Case Study Team and Team Processes
In the case study Team and Team Processes, Nurse A and Nurse B have two different concepts of what is team work. Johnson (2009) states that,” a team is a type of group. Consequently, all teams are groups, but not all groups are teams.
The following three interventions will discuss conflict management, role conflict, and striving toward the same goal. This paper will discuss the case study variances in Nurse A and Nurse B teams. In the following paper I will classify a minimum of three interventions to recommend addressing concerns expressed by Nurse B.
The interventions being discussed are conflict management, role conflict, and striving toward the same goal. In closing, the recommended interventions will be justified and explanation. A group consists of two or more people who interact with each other and share a common purpose (Erofeev, Glazer, & Ivanitskaya, 2009). A team is a type of group (Erofeev, Glazer, & Ivanitskaya, 2009). Teams are a critical fragment of any group, particularly within healthcare organization.
Each person on a team plays a vital role in ensuring that all needs are met, task are completed daily, and patients are being cared for properly. Teams are an important portion of any organization, particularly within healthcare. Each person on a team plays a vibrant part in confirming all organization prerequisites are met, undertaking are complete regularly, and patients are properly being cared for. Teamwork and collaboration between all health professionals results in high quality clinical care, and increased job satisfaction for staff (Begley, 2009).
When team members disagree on the same goal, usually it ends in conflict among the team. Healthcare managers understand it is important to control and manage conflicts within the organization. The fundamentals to positive conflict management is for both teams to assist in solving the conflict and problem oppose to proving each other wrong. In the case study Nurse B express concerns regarding working with equivalent staff members of the surgical team. The moral and atmosphere of the team is increasingly deteriorating.

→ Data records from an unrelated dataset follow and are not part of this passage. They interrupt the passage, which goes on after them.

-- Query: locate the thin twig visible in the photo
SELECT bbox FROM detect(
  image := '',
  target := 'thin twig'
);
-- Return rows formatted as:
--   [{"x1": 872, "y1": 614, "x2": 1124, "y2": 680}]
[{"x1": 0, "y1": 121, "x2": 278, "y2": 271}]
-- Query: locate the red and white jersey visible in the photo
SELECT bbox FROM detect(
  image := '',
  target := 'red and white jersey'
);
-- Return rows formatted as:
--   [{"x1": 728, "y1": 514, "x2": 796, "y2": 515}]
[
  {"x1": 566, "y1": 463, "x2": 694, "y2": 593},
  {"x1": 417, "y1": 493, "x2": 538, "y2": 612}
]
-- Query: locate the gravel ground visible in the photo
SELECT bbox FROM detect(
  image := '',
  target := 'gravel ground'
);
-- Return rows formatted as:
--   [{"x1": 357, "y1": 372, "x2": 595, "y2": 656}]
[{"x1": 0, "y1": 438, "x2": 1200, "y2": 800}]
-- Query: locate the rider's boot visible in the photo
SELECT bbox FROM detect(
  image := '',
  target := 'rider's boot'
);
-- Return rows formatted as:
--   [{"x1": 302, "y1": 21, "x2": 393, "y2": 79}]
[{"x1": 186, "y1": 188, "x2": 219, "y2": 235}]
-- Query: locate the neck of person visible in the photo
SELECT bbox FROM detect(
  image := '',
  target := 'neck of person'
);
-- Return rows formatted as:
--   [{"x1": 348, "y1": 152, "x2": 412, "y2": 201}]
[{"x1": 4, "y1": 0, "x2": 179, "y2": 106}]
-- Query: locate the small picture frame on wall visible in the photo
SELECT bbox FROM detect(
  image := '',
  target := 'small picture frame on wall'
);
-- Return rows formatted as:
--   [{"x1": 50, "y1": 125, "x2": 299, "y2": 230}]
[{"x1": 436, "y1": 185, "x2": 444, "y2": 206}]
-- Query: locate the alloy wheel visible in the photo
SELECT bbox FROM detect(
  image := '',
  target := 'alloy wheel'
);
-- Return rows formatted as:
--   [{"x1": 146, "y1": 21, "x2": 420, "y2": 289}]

In addition, the team’s job contentment and desire to go to work has severely been impacted. For a team to be effective providing quality care, the atmosphere of the team should be received and respected. Better outcomes will be achieved when team members perceive supportive team atmosphere and an empowering team contact with clear and jointly developed goals, an appropriate mix of skill and expertise, and rewards links to team performance (Proenca 2007). After additional analysis of the case study, conflict management among team members should always be addressed.
Resolving conflict can be a continuous balancing act for healthcare staff because it is demanding and confusing. Conflict management is vital for the success of healthcare organizations. Learning, as an organization, to constructively manage and succeed in conflict situations is a foundational construct of leadership and management (Ledlow, 2009). Currently six different conflict styles exist: (1) accommodating, (2) avoiding, (3) collaborating, (4) competing, (5) compromising and (6) problem solving.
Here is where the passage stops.